Metadata-Version: 2.1
Name: crawlMp
Version: 0.3.6
Summary: Multiprocess Crawler
Home-page: https://github.com/domarm-comat/crawlMp
Author: Martin Domaracký
Author-email: domarm@comat.sk
License: MIT
Platform: UNKNOWN
Classifier: Programming Language :: Python :: 3
Classifier: Operating System :: OS Independent
Classifier: Topic :: Software Development :: Libraries
Classifier: License :: OSI Approved :: MIT License
Classifier: Natural Language :: English
Classifier: Intended Audience :: Science/Research
Requires-Python: >=3.6
Description-Content-Type: text/markdown
License-File: LICENSE

# Overview #

![GitHub](https://img.shields.io/github/license/domarm-comat/crawlMp)

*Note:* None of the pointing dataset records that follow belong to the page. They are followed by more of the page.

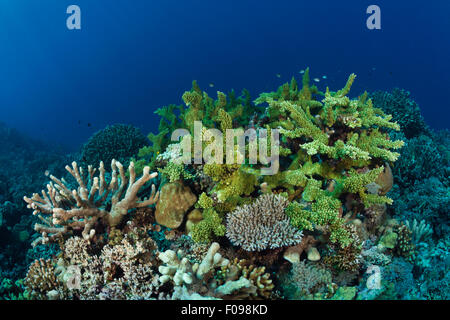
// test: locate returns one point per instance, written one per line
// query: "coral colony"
(299, 194)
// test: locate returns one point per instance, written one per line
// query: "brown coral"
(64, 211)
(262, 225)
(261, 284)
(175, 201)
(41, 279)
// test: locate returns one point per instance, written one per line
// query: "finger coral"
(63, 211)
(262, 225)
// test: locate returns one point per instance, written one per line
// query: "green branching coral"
(339, 146)
(212, 223)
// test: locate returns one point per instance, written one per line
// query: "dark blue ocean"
(131, 57)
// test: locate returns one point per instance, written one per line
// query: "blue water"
(131, 57)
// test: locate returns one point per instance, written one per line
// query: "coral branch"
(64, 210)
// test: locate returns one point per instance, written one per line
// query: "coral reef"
(63, 210)
(357, 208)
(118, 141)
(262, 225)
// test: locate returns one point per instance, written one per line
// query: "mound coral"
(63, 211)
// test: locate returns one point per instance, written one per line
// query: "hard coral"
(63, 211)
(119, 141)
(262, 225)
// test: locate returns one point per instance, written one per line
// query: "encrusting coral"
(63, 210)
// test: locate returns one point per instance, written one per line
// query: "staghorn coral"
(261, 284)
(63, 210)
(420, 232)
(120, 271)
(214, 277)
(41, 279)
(404, 246)
(345, 258)
(262, 225)
(305, 279)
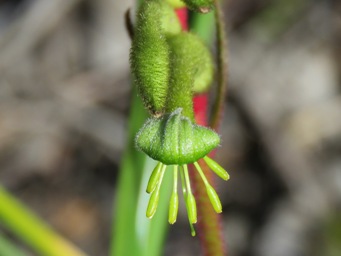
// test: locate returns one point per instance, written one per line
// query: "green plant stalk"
(209, 225)
(7, 248)
(38, 235)
(133, 233)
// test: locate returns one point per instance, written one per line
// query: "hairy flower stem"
(209, 223)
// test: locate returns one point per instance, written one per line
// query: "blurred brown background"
(64, 104)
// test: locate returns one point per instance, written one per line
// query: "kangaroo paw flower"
(174, 140)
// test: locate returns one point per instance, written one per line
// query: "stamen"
(190, 200)
(155, 196)
(212, 194)
(215, 167)
(184, 192)
(154, 178)
(174, 201)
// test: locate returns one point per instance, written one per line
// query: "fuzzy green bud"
(174, 139)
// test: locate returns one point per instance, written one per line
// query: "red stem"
(209, 223)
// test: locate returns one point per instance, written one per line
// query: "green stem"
(217, 110)
(23, 223)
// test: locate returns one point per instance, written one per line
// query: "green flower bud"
(169, 21)
(191, 68)
(149, 56)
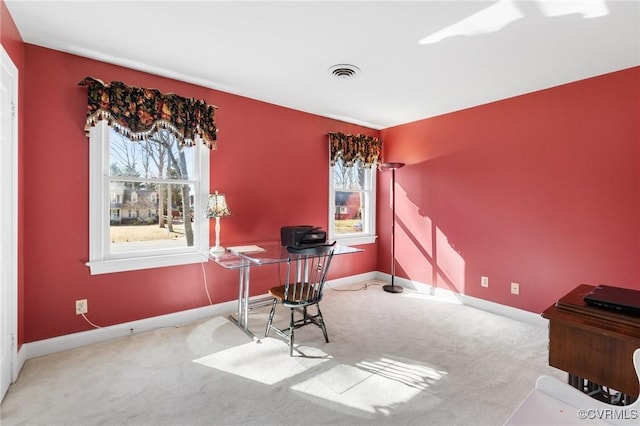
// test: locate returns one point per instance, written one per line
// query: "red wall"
(541, 189)
(272, 163)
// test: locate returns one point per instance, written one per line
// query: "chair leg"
(322, 326)
(291, 328)
(273, 310)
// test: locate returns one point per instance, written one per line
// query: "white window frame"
(100, 259)
(355, 238)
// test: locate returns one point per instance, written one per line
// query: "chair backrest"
(307, 269)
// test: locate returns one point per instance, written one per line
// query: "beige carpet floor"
(393, 359)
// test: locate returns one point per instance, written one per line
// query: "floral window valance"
(352, 148)
(138, 112)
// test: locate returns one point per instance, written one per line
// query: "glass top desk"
(243, 258)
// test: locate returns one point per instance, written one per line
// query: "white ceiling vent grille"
(344, 71)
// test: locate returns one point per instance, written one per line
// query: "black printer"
(302, 235)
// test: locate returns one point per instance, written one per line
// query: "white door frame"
(8, 223)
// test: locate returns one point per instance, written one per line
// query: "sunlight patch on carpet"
(371, 386)
(267, 362)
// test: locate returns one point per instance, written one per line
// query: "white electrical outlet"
(81, 307)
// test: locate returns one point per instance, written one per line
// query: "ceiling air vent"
(344, 71)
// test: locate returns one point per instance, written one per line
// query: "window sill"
(356, 240)
(123, 265)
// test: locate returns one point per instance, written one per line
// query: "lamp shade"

Main aim of this project is to provide simple tool for multiprocess crawling.  
It can be used either as a tool for python project or as a command line tool.

# Concept #

This package was written to serve general purpose of crawling various resources.  
To achieve that, Crawler interface needs to be adopted.  
Just by implementing this interface, other Crawlers can be created and used with crawlMp manager.  
Resource Crawler is then used with CrawlWorker.   
Every crawler first enters entry point (link) and extract hits and links.  
If specified, pipeline of actions is executed on every hit. By default, hits are collected in SIMPLE_MODE only and
that's the fastest method to crawl as well.  
If other metadata related to hit is required, use MODE_EXTENDED.  
Other workers can pick up and follow link(s) from shared list asynchronously.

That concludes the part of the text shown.